Since 2002, Visual Studio has been the most important IDE for developing solutions with .NET Framework and it is an important tool to use to implement and test your Azure Functions.

In this book, we will always refer to Visual Studio 2019 but most of the operations we will perform on that version can be done on Visual Studio 2017 (Visual Studio 2017 is the oldest version of Visual Studio that supports Azure Functions development).

Visual Studio 2019 allows you to create an Azure Functions project:

  1. Simply choose the File | New | Project menu:
  1. This menu option opens the Visual Studio project type window where you can choose the Azure Functions project type:

If you don't have the Azure Functions template in the project types list, you probably didn't install the Azure development workload. In this case, you can use the Visual Studio Installer tool to install it.

  1. After you select the project template for Azure Functions (the one selected in the previous screenshot), press the Next button and choose your project and solution name. You can consider the project as the function app in which you put your functions:

  1. Finally, you choose the function runtime, trigger type, and configuration for the trigger:

As you can see in the previous screenshot, you can also create Azure Functions for runtime version v1.x. Depending on the trigger you choose, the right-hand part of the window shows the configuration values you must insert for the specific trigger. For example, if you choose a Time trigger (as shown in the previous screenshot), the only configuration parameter is the Schedule value.

In this step, you also select (using the Storage Account combo box) when data will be saved (if a trigger works on data such as a queue or blob). You can choose Storage Emulator to use the local storage and test the function locally (without an internet connection).

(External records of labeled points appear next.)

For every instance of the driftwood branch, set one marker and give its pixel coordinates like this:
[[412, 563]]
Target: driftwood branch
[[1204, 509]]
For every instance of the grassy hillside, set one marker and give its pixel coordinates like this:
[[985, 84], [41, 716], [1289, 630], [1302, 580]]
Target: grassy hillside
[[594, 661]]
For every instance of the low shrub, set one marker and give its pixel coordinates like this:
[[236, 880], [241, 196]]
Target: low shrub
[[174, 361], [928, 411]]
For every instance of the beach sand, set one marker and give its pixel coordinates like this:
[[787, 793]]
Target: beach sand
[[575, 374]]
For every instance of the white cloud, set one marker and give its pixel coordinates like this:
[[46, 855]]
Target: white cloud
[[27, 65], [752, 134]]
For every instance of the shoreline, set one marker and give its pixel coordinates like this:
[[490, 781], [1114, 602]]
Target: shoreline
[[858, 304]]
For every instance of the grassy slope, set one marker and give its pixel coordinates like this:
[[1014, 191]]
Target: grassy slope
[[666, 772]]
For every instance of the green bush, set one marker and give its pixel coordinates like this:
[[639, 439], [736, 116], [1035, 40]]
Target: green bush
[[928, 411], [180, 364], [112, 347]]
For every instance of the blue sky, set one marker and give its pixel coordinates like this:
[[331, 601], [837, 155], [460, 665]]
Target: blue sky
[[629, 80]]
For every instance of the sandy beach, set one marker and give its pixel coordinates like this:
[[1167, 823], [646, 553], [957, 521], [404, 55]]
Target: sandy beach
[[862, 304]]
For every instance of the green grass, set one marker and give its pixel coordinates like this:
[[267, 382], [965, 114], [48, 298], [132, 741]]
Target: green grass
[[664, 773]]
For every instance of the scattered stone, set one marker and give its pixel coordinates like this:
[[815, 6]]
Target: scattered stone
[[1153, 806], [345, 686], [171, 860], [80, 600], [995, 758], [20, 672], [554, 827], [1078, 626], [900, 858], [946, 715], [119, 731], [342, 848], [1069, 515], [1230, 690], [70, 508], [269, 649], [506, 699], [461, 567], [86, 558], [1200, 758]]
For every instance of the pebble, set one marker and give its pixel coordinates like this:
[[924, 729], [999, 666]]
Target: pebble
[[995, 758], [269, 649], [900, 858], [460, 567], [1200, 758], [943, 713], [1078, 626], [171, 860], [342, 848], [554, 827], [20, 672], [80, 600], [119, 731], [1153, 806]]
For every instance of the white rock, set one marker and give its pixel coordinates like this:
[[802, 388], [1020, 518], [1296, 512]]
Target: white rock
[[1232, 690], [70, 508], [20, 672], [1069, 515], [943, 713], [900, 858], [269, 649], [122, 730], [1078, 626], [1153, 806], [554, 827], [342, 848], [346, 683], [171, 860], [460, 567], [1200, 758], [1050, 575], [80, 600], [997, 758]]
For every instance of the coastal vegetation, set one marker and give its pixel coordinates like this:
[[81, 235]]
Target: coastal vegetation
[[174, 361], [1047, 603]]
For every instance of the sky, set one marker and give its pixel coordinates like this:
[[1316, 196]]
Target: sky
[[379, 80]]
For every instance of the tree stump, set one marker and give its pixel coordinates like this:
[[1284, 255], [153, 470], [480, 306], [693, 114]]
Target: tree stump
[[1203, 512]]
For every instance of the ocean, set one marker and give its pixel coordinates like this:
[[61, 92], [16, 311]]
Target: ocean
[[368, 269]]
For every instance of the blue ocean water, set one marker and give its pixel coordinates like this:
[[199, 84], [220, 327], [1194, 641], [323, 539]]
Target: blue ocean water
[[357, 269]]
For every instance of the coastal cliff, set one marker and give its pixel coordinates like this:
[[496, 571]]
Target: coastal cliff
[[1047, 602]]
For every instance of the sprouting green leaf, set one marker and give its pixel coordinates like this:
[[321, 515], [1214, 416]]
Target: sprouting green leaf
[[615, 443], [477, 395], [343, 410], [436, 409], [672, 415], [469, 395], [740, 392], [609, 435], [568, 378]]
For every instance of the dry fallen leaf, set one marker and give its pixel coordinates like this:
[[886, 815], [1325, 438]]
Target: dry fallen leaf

The value selected in the combo box affects the value of the AzureWebJobsStorage key contained in the local.settings.json file in the project. In the previous case, choosing the Storage Emulator option, you get the following:

{
"IsEncrypted": false,
"Values": {
"AzureWebJobsStorage": "UseDevelopmentStorage=true",
"FUNCTIONS_WORKER_RUNTIME": "dotnet"
}
}

You can, of course, change this value at any time. Visual Studio uses the local.settings.json file only and exclusively for executing code in the local environment. For this reason, you can add sensitive values (for example, access keys to external services) in this file without taking the risk of sharing secrets with other people. The file is, by default, excluded from the source code repository. In fact, Visual Studio creates a .gitignore file and sets local.settings.json as a file to exclude:

## Ignore Visual Studio temporary files, build results, and
## files generated by popular Visual Studio add-ons.
# Azure Functions localsettings file
local.settings.json

# User-specific files
*.suo
*.user
*.userosscache
*.sln.docstates
.
.
.

Once the selected trigger configuration is complete, you can complete the process by pressing the OK button. Visual Studio creates the solution and the project and, inside the project, the Azure Function.

To run your function, you can just press the F5 key: Visual Studio, as usual, starts the restore package operation, then builds the solution, and then starts the Azure Functions runtime (in the same way as you saw in the previous paragraph).

You can put breakpoints in the code in the way you do with the other project types in Visual Studio and intercept the function execution.